Kapil Properties is giving the handsome returns of 9-20 per cent per annum on a minimum investment of Rs 36 lakh. The investors are very happy to invest in the RERA-approved world-class project that provides assured monthly rental income from day-one, rent escalation of 5 per cent every five years and long-term capital appreciation.
Janapriya Upscale, a part of 39-year-old Janapriya Group, has recently announced Janapriya Fractional Land Ownership (FLO) to develop high-end residential projects by raising funds from its existing and new customers. It is offering projected 24 per cent rate of returns on a minimum investment of Rs 28 lakh for a period of just three years.

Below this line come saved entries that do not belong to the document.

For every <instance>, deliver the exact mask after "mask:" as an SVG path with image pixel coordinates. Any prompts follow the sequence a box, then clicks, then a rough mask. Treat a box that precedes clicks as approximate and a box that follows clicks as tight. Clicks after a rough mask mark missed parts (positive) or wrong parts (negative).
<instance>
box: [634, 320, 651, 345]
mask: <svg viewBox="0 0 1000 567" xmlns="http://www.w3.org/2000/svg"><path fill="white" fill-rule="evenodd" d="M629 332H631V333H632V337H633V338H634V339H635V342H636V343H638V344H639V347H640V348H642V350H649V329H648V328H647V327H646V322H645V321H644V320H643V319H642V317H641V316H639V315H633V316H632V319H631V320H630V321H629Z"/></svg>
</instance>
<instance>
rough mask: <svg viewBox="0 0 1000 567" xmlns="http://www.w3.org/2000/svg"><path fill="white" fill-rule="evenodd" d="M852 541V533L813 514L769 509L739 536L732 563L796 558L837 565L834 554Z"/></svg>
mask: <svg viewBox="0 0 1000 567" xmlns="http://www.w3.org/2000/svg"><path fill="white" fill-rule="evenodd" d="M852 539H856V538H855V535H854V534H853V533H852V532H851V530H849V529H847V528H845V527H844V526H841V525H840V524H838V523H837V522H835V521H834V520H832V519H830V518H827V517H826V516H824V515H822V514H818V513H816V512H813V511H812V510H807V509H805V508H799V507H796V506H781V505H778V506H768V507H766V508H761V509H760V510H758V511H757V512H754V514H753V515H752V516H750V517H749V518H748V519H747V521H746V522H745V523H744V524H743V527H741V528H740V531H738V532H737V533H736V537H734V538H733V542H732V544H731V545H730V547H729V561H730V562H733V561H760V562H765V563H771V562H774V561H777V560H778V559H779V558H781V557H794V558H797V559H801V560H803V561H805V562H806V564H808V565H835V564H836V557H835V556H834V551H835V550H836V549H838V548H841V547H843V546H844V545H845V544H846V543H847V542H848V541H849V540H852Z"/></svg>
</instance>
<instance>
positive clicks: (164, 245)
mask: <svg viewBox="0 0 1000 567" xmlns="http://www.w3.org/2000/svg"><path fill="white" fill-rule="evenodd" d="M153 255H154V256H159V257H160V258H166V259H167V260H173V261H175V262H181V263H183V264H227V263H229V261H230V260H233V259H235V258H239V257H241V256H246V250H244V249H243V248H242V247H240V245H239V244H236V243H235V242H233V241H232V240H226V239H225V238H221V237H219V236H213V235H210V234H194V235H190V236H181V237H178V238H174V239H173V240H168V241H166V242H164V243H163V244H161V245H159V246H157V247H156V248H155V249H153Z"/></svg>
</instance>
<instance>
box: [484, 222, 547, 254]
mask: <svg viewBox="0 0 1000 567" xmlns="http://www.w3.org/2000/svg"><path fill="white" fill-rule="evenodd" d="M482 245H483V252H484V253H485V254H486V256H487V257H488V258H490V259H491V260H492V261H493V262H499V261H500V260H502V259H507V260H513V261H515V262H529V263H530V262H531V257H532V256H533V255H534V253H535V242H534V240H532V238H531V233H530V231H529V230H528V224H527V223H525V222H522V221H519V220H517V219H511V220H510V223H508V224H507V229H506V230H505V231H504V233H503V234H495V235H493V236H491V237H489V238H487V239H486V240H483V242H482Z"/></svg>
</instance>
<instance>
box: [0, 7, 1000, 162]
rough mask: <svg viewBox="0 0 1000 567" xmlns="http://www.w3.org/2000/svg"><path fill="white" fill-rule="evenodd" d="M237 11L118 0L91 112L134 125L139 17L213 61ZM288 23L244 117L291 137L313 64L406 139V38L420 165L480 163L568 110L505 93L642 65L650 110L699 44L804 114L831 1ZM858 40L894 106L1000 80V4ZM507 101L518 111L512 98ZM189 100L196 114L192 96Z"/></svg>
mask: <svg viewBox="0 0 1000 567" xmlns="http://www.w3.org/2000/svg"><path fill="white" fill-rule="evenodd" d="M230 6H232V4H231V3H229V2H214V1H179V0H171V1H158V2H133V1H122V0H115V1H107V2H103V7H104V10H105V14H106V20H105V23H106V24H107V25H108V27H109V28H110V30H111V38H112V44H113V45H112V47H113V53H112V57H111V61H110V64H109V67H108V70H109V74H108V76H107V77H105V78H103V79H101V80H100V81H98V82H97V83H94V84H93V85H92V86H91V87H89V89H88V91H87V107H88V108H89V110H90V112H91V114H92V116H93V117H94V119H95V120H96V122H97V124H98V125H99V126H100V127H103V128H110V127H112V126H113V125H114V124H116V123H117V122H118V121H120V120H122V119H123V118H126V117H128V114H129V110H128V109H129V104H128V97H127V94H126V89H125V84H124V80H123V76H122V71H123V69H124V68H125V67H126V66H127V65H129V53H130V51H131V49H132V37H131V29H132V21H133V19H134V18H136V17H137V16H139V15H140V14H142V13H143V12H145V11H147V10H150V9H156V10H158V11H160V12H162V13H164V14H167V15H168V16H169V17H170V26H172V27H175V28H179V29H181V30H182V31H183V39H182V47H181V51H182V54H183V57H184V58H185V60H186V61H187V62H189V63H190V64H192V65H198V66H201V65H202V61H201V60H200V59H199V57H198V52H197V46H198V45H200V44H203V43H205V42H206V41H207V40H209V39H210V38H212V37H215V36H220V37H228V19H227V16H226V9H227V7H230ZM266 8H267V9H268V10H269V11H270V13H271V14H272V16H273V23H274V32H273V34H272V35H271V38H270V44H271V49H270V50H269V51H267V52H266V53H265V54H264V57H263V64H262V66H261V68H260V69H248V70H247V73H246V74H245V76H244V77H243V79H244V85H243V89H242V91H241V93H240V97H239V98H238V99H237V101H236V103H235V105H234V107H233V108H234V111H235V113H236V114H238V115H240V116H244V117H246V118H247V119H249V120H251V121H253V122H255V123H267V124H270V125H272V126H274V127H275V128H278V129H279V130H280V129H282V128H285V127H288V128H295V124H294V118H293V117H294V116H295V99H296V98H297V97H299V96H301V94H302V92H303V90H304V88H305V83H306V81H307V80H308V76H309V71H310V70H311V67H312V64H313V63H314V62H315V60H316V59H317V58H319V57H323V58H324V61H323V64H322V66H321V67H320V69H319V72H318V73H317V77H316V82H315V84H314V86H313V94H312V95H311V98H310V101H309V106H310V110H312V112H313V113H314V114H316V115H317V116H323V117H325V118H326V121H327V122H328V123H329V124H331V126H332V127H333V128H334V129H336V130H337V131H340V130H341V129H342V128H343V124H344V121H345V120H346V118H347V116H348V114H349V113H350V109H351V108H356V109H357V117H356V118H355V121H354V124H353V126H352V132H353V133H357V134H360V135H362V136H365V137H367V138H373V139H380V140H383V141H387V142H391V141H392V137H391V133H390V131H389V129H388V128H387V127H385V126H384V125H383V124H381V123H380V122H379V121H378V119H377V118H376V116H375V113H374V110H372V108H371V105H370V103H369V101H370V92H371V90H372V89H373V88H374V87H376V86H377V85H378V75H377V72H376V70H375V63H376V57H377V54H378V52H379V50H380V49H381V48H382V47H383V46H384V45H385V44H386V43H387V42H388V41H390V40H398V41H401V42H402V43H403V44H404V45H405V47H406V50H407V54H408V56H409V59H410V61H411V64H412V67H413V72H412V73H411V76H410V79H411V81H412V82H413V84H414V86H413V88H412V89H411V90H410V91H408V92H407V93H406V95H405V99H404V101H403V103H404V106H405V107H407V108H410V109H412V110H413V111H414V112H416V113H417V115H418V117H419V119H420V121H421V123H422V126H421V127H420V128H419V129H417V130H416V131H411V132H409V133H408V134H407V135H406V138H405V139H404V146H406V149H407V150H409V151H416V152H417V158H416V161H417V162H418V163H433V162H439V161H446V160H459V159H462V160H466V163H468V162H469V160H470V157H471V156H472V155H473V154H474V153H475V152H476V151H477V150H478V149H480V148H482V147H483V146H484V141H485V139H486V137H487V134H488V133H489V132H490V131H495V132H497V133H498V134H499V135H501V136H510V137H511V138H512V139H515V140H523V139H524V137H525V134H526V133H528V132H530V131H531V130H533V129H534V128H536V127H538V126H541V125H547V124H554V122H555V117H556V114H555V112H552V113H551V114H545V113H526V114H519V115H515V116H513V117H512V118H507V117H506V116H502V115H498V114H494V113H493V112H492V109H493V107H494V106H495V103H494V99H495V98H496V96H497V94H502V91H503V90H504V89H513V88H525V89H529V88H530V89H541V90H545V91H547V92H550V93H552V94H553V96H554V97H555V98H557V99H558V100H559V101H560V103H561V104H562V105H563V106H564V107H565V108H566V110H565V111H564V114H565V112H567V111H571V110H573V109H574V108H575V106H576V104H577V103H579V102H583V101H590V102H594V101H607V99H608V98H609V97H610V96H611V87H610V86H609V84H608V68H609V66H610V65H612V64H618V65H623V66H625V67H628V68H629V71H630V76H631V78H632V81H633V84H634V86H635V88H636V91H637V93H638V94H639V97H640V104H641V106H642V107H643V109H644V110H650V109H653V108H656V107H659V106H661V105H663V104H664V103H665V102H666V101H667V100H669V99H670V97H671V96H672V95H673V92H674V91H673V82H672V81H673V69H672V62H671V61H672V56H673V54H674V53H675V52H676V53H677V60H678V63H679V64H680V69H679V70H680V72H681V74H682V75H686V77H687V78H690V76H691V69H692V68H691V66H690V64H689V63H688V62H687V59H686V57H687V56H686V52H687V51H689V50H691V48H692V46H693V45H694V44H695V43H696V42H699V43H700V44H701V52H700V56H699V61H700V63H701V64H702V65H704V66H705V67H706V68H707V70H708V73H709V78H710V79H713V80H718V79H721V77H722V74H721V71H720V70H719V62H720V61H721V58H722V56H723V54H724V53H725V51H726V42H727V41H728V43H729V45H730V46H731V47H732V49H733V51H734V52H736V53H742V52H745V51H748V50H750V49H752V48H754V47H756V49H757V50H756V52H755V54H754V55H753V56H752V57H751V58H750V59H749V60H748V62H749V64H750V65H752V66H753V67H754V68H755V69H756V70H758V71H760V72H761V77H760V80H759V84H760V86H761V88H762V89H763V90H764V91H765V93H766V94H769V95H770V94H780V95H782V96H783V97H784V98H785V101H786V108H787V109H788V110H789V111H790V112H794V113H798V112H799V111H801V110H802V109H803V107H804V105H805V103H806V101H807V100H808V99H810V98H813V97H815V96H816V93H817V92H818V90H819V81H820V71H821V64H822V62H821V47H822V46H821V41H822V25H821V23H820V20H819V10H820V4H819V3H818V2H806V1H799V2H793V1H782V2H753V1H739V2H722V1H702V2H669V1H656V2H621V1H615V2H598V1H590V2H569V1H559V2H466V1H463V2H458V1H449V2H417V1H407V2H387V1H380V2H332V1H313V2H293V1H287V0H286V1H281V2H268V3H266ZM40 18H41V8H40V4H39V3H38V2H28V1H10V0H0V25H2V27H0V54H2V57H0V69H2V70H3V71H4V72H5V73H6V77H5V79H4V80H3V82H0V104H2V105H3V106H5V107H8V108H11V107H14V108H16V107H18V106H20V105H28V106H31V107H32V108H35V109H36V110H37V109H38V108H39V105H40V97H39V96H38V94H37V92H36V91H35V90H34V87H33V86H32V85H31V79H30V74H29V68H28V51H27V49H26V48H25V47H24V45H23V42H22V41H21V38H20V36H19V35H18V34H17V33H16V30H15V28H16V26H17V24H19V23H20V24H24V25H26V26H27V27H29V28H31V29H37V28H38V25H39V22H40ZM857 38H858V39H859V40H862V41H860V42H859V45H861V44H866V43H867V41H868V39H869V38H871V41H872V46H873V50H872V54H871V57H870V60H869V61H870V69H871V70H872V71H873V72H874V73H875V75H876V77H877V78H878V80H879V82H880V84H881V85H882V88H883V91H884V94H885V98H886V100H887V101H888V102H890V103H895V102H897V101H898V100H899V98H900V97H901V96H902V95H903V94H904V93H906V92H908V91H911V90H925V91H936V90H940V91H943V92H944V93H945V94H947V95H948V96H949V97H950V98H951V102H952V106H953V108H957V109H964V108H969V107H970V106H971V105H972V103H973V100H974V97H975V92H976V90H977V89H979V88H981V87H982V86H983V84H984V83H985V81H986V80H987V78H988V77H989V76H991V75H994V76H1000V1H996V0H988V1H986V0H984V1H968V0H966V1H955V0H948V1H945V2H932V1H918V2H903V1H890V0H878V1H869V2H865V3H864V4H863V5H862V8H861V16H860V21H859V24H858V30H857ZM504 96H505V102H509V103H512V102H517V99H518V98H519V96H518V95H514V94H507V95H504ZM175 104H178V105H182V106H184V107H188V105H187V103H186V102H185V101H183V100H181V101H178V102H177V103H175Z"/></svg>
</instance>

K Kranti Kiran Reddy, Managing Director of Janapriya Upscale, said: “Janapriya FLO gives an opportunity to buy a share of the land to the investors, who will become a part of the company’s SPV. We will develop the land by investing their funds and sell the flats in the residential project through a third-party consultancy, so that there shall not be any conflict between our sales team and theirs.”
“Most of our old customers are investing in Janapriya FLO instead of buying another home. They feel it as a safe investment as there will be depreciation and maintenance costs involved while owning a house. Also, the NRI (non-resident Indians) customers are showing interest in this project. They have better knowledge about this concept and our company reputation,” he informed.
Owning a piece of the developable land is an affordable investment option in the real estate sector. Today, the middle-class home-buyers may not get any residential property, not even a small flat, at a budget of Rs 25-30 lakh within the city limits of Hyderabad or other metropolis. As an alternative, they prefer investing in fractional ownership platforms and using the returns for their rents and savings.